Before anything else, we have a Homebrew forum so this should probably be moved there. You can just ask a mod to do that for you.

Level 3:
- Losing proficiencies is basically not a done thing in 5e. Virtually everything is geared towards forward progression, this would mean you have two levels where you are more capable then suddenly lose that capability
- Fighting style is fine. Barbarians don't get one so its useful, but it isn't really impressive
- Favored enemy by another name, and Favored Enemy has a reputation as a mediocre-to-poor feature. You at least expand on this at later levels so that's something, but it's still a hit-or-miss sort of thing that doesn't help you _slay_ these creatures until level 14.

At this stage, there is basically no real reason to want to pick this subclass at level 3. There isn't anything here with bite, not even compared to the maligned Berserker or Battlerager (which is coincidentally also Dwarf-only).

Stout-Hearted is a good feature, giving you much needed assistance avoiding things that commonly shut down barbarian and importantly isn't reliant on Rage.

The first part of Grudgelord is a solid soft-control, but the second part is also a self-nerf. You're mechanically forcing the player to make what sounds like an RP decision, i'd recommend dropping the save for the Barbarian and just having your Slayer Prey save or not being able to move more than 30 feet away, like a poor-mans Conquest Paladin.

Mighty Blow could just be applied to everything while raging and not purely against your Prey, else this recreates the Foe Slayer problem (though thankfully to a lesser degree).

Overall, the concept sounds solid and there is some potential here but it needs a bit of polish to fit in against other options (both other Barb subclasses and other things like MCing into Ranger).

----------


## Peelee

*The Mod on the Silver Mountain:* Moved to Homebrew.

----------


## MrStabby

> *Path of the Slayer*
> Dwarves who have been disgraced, crossed in love, or otherwise humiliated abandon traditional society and seek the sweet release of death. They hunt the most dangerous of monsters in the hopes of finding a glorious end.
> 
> Restriction: Dwarves Only
> Only dwarves can follow the Path of the Slayer. The cult of the Slayers is esoteric and strange, the oaths they take incomprehensible to any without the dwarves' obsession with honor.
>     Your DM can lift this restriction to better suit the campaign. The restriction exists for the Old World of Warhammer. It might not apply to your DM's setting or your DM's version of the Old World.

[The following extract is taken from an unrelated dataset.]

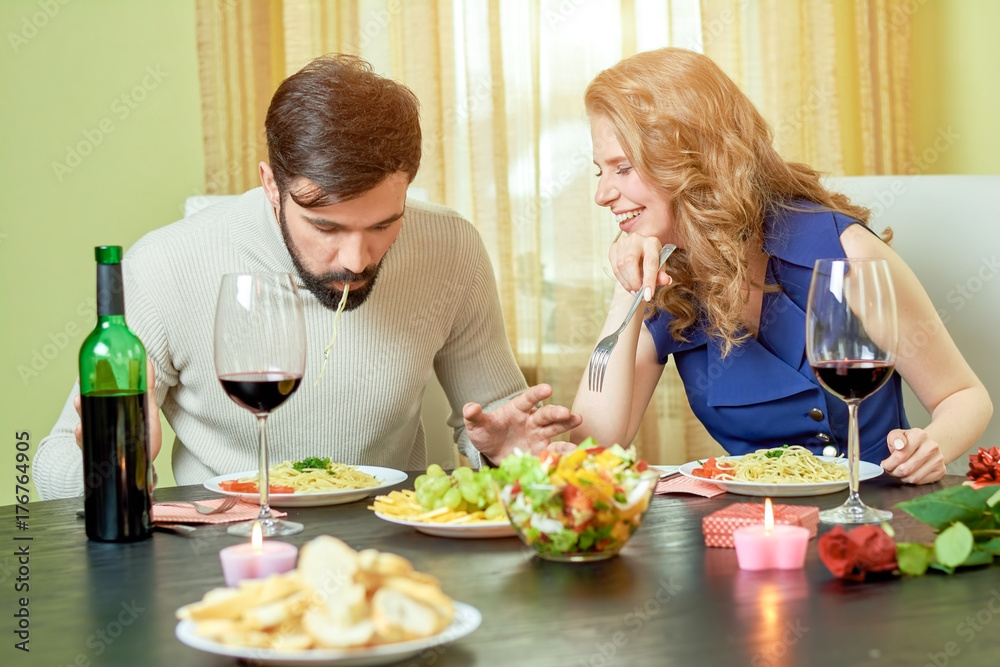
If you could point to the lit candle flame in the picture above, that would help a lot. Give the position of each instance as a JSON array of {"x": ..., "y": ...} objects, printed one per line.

It makes sense given the background, however I personally like the idea of an ethos being able to be embraced by any race so my personal preference is the broader one.




> Lost Proficiencies
> Starting when you choose this path at 3rd level, you lose proficiency with medium armor and shields.


Ew.  Losing proficiency is a bit weird.  You could just go down the monk route of adding "whist not wearing medium or heavy armour and whilst not wearing a shield..." to abilities to soft enforce this, or more appropriately barbarian.  Also, losing proficiency would let you do something like dip a level of another class to get it back, which migh be unintended.






> Fighting Style
> When you choose this path at 3rd level, you adopt a particular style of fighting as your specialty. Choose one of the following options. You can't take a Fighting Style option more than once, even if you later get to choose again.
> _Great Weapon Fighting._ When you roll a 1 or 2 on a damage die for an attack you make with a melee weapon that you are wielding with two hands, you can reroll the die and must use the new roll, even if the new roll is a 1 or a 2. The weapon must have the two-handed or versatile property for you to gain this benefit.
> _Two-Weapon Fighting._ When you engage in two-weapon fighting, you can add your ability modifier to the damage of the second attack.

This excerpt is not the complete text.